Walking to the beach allows you to discover the surrounding woodland, wildlife and history of the area – taking in old smugglers’ routes and hedgerows that have been in situ since the 1800s.
It is a little tricky to get to so it’s not ideal for wheelchairs, and there aren’t any toilets or facilities at the beach itself so if you want to stay for a little while don’t forget to take snacks or a picnic if the weather is right. This is all about enjoying the environment that’s such a proud part of the National Trust – it’s everything a holiday in Devon is about, and yes, dogs are permitted all year round and will very much enjoy the walk!
Close to Kingsbridge, Challaborough Bay is a sandy beach in an Area of Outstanding Natural Beauty that’s perfect for enjoying all the seaside activities nature can afford.
At low tide the beach is ideal for visiting families to build sandcastles and explore the rock pools, while the swells and shore breaks also attract surfers and bodyboarders. There are some beautiful walks along the coast path that surrounds it, heading towards Bigbury on Sea in particular.
Making it an ideal spot to spend the day, the beach has toilets, a café and a beach shop close by, although access is via steps and small paths so accessibility isn’t wheelchair friendly. There is a car park but it’s rather small, so it’s good to know that a 15-minute walk to Bigbury will see ample parking available – seasonal charges apply so remember to bring cash with you.
While four legged friends are welcome in the winter, they are not allowed on the beach between May and September, so do plan their walks with that in mind. It’s a lovely spot along the coast path to bring them to, you can even beach hop from one to the next!
At the mouth of the Avon River, Bantham beach is easy to reach from Salcombe, Kingsbridge and our other favourite holiday home locations, as well as being a beautiful area to stay in its own right.
The beach looks out over Bigbury Bay and offers a wonderful view of Burgh Island, which is famous for its art deco hotel of the same name that has hosted Agatha Christie and Noel Coward amongst its illustrious guests an can reach by sea tractor.
Bantham beach has a popular reputation amongst both novice and advanced surfers, and as such there are lessons available from the Bantham Surfing Academy, which operates from the beach. They also offer other water sports including paddle boarding, and a day pottering up the Avon River on one of those when the tide is right, is a day well spent.
When the tide is out at Bantham the sandy beach reveals rock pools and great swathes of space so you can happily set up a picnic and stay there for the whole day.

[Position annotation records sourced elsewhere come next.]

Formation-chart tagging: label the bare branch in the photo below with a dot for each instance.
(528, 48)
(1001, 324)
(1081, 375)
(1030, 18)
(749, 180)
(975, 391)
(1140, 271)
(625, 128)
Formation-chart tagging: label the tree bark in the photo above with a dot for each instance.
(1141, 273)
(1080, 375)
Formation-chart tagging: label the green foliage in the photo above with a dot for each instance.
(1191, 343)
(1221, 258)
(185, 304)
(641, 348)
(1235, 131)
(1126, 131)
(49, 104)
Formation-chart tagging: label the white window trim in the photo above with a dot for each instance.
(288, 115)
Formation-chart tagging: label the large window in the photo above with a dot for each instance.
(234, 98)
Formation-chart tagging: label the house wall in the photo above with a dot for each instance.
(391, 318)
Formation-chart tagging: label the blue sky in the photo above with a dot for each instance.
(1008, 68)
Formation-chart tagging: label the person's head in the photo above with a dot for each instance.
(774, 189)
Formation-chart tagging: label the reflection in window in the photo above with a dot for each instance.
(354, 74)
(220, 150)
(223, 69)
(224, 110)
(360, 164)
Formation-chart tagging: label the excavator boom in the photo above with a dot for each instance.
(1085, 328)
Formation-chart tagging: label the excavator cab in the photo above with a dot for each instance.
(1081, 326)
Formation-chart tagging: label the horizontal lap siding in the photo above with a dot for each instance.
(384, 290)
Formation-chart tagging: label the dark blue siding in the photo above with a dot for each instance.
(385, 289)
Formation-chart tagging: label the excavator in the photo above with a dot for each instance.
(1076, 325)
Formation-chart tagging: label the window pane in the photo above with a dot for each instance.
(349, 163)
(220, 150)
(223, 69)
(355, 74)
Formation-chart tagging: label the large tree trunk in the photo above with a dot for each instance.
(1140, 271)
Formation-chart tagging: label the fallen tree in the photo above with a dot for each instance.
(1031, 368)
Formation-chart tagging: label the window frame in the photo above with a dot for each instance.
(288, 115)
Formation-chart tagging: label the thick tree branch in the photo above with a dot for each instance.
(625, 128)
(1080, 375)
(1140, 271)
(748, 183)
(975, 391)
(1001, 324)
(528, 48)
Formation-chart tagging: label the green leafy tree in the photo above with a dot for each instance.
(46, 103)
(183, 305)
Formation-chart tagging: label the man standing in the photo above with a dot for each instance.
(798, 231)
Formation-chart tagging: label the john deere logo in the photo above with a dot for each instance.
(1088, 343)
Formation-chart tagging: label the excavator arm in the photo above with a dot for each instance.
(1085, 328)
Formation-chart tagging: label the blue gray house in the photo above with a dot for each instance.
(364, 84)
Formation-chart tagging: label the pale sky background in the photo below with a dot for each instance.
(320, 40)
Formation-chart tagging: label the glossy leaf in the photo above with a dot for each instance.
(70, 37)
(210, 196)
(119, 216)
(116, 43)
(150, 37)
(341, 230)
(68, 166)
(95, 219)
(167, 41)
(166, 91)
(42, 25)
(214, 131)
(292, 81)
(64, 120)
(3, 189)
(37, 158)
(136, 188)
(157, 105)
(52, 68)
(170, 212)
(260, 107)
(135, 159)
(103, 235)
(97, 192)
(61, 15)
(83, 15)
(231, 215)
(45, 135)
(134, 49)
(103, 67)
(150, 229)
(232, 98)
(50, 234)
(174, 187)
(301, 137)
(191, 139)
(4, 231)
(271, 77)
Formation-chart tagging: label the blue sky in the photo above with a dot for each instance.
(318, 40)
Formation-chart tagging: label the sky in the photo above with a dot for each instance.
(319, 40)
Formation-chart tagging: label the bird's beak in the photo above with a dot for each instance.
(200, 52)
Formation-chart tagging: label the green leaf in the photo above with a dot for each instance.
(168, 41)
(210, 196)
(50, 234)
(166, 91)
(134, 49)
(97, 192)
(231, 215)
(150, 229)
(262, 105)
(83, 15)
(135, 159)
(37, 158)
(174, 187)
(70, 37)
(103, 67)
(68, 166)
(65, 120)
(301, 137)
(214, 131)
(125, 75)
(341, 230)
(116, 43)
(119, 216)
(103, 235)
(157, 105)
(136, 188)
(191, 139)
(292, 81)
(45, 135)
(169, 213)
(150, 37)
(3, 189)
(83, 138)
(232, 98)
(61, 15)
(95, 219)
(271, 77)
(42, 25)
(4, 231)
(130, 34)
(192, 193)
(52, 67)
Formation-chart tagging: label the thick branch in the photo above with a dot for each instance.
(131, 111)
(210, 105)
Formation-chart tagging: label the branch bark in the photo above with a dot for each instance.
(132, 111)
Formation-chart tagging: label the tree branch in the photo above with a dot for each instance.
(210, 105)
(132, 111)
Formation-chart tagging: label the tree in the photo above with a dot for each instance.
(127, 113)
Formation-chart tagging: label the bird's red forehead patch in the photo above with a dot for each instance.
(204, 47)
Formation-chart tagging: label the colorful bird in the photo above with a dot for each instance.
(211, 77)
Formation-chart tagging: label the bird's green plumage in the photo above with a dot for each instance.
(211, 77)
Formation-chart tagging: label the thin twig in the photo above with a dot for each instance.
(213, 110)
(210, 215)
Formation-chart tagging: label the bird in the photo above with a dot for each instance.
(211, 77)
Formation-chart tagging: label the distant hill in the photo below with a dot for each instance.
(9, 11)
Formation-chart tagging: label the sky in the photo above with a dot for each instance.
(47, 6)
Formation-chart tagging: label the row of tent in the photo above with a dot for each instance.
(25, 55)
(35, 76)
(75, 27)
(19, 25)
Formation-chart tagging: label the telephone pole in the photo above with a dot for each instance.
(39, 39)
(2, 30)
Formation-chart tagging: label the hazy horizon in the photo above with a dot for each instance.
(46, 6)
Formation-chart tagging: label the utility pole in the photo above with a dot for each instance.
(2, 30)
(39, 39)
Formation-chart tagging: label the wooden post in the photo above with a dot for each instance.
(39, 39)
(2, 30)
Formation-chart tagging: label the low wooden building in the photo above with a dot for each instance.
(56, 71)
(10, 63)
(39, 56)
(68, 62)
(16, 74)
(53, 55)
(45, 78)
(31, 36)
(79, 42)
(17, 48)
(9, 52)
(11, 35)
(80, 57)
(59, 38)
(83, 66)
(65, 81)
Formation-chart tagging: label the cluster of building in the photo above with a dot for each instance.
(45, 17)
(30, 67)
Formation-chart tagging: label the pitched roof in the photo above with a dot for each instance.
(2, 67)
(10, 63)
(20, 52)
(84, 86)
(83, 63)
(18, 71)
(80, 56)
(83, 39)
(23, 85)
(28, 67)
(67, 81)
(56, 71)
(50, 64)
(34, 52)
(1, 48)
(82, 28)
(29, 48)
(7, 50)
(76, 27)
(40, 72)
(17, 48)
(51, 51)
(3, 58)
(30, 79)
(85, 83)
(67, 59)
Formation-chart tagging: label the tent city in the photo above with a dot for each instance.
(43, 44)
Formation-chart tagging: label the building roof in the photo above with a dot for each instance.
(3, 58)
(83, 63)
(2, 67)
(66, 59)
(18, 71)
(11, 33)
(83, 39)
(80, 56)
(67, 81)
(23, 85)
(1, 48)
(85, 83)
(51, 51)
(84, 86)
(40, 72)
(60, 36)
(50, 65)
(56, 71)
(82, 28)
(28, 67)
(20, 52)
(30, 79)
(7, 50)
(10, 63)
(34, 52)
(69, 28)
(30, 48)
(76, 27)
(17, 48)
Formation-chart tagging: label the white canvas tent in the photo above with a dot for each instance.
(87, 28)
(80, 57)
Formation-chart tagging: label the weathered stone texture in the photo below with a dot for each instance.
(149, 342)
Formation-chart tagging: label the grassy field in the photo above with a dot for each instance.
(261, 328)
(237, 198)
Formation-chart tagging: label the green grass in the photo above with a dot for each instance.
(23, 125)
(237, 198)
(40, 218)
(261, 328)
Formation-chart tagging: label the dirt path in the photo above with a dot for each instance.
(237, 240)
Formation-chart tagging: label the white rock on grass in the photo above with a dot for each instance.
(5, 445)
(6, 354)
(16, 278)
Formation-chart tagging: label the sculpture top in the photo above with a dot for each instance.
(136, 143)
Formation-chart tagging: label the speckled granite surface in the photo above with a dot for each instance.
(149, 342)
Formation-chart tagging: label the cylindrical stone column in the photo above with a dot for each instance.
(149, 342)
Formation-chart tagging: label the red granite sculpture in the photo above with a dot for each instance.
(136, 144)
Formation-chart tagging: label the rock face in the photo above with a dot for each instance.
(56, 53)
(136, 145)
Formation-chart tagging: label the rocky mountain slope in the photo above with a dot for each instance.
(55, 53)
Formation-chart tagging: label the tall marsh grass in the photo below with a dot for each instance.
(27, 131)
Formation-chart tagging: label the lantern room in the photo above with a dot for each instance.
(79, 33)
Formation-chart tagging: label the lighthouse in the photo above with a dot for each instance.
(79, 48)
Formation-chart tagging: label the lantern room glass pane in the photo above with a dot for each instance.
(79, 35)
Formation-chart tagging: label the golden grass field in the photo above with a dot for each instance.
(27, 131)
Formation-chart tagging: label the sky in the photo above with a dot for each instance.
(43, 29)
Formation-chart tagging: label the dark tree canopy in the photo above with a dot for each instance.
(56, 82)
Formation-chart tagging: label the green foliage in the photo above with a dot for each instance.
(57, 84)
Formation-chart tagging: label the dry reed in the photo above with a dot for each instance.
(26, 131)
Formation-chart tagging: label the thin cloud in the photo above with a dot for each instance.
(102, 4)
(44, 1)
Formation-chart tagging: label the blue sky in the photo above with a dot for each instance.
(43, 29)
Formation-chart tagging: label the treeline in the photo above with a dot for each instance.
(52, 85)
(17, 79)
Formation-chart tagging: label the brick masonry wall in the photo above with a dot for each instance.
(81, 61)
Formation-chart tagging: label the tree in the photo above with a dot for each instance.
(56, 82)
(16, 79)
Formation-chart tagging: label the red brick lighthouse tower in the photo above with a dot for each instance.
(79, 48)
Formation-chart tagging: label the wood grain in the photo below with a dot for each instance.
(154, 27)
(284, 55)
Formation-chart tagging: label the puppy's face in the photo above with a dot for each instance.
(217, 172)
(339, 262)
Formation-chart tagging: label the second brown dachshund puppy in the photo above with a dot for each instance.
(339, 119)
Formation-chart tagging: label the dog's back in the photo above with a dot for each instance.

If the mood strikes, why not walk along the coast path towards Thurlestone around the corner, and South Milton Sands beyond that, particularly as it’s also a popular beach for dog owners? Just keep in mind that from 1st May until 30th September restrictions apply, so look out for signposts with more information.
If you’re spending the whole day on the beach it’s worth popping to the Gastrobus which is open seasonally in the car park, offering everything from freshly made baps to coffees, teas and cakes, or for a larger meal head the short walking distance to The Sloop Inn gastropub.
There is plenty of parking available by Bantham, with charges from £3.50 per day, so make sure you have change on you as it’s a bit tricky to find parking otherwise. There are toilets in the car park, and from May to October from 10am until 6pm there is also lifeguard cover on the beach. All in, Bantham has something to offer everyone throughout the year and is one of many beautiful locations to spend time while you’re in South Devon.